I’ve got a plane to catch in a couple of hours, so we’re keeping this brief (yet, as always, meaningful).

  • John Allison, as all right-thinking folk know, writes fabulous stories. The Tackleverse that started with Bobbins and continues through Bad Machinery (all found via ScaryGoRound.com, with a branching off into Giant Days (found in your local comics shop) are exquisitely written. Whether drawing himself or paired up with the right collaborator, Allison’s mastery of character and farcical situations is second to none. So what to do when you’ve gone office comedy, bizarre slice of life, mystery kids, and college years stories?

    How about branching off into a new, unrelated setting for new characters and a new story type?

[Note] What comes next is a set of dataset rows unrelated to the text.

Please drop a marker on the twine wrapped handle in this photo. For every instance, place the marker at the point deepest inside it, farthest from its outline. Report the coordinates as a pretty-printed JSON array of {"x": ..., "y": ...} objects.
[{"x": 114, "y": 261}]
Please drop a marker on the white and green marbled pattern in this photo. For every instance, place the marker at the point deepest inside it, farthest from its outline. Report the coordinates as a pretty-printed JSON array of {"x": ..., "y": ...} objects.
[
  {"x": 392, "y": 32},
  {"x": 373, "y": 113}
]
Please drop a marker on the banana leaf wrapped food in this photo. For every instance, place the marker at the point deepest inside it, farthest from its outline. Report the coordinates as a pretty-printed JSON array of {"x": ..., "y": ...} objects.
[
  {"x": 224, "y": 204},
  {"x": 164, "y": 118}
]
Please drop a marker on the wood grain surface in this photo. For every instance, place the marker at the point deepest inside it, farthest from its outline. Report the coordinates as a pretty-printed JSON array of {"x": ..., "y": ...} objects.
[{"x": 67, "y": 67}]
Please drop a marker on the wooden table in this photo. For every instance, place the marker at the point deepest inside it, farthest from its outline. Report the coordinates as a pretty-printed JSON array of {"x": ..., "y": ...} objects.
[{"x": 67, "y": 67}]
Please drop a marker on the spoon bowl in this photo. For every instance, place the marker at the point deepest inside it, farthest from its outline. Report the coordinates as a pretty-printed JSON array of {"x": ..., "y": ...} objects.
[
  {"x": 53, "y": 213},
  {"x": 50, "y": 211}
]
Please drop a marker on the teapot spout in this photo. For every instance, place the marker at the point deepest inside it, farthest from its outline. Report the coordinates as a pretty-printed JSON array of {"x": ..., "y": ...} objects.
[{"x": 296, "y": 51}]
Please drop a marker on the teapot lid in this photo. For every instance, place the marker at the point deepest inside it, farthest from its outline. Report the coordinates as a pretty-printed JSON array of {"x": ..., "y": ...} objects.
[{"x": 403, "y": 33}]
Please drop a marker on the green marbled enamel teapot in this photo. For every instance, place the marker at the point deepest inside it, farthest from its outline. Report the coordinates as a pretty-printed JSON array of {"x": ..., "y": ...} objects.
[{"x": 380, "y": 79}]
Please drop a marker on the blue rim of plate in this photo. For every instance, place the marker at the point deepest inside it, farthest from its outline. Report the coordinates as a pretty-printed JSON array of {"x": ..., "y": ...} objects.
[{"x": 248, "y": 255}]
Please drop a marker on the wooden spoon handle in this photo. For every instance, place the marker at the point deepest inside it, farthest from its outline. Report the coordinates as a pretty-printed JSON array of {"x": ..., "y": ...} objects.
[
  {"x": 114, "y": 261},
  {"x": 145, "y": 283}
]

    Coming in June, Allison will write — and Christine Larsen will draw — By Night, a 12-issue miniseries (then again, Giant Days started as a miniseries as well), which he describes as combin[ing] my love of Fringe, The X-Files, Jon Ronson documentaries and long reads about the collapse of post-industrial Western society over at CBR. I’m going to preemptively call this one a must-buy, and we’ll all find out exactly how good it is on the 13th of June.

  • Gotta go back most of a year for this one: Los Angeles resident Dave Kellett gifted us with a copy of the hardcover of Drive volume 1, which I had already purchased via Kickstarter. Having a spare copy, I decided to give it away to one lucky reader, who turned out to be Mario, from Lisboa, Portugal. Off I mailed it, with the obligatory joke (ho, ho!) about it disappearing into the depths of Customs.

    I think you know what happens next. The book made it to Portugal in a matter of days, sat around in Customs waiting for Mario to come claim it (who was supposed to intuit this fact through the aether), and was then returned to me some five months later. Mario and I corresponded and I offered to try again, but he very graciously suggested he look into the relevant postal policies before resubmitting the book to the tender mercies of systems beyond the ken of mere mortals. Having been at that for some time, he’s come a conclusion:

    It’s not worth another attempt. He suggested I try to sell it to try to recover some of the money you have lost with the shipping or maybe gift it to someone else, or donate it to a library, whatever you feel is the best option, which I find to be pretty generous on his part.

    I’m not going to sell it, and I’m not going to run another giveaway on this particular book — it’s got the scent of my home now, and it will undoubtedly try to return, like one of those dog-and-cat pairings you see in the movies about returning home after great journeys. But I will be donating it to my local library (under Mario’s name, naturally), so that it can be seen by many people and they can grow to love the story as much as we do.

    So do me a favor, everybody — give Mario a quick nod of appreciation, maybe a hat-tip in the general direction of Portugal, and be glad that webcomics breeds such kind-hearted people. Take that, Universal Postal Union! And read Drive, it’s really good.


Spam of the day:

Toenail Fungus Code

Of all the emails I’ve ever received — spam or otherwise — where I NOPEd on clicking the link that says Display images below, this is the very NOPEiest. Nope, nope, nope, nnnnnoooope.

Thank you Gary for the kind words, but let’s be fair the generosity is ultimately yours. Libraries are a treasure, so I’m genuinely happy with your decision to donate the book.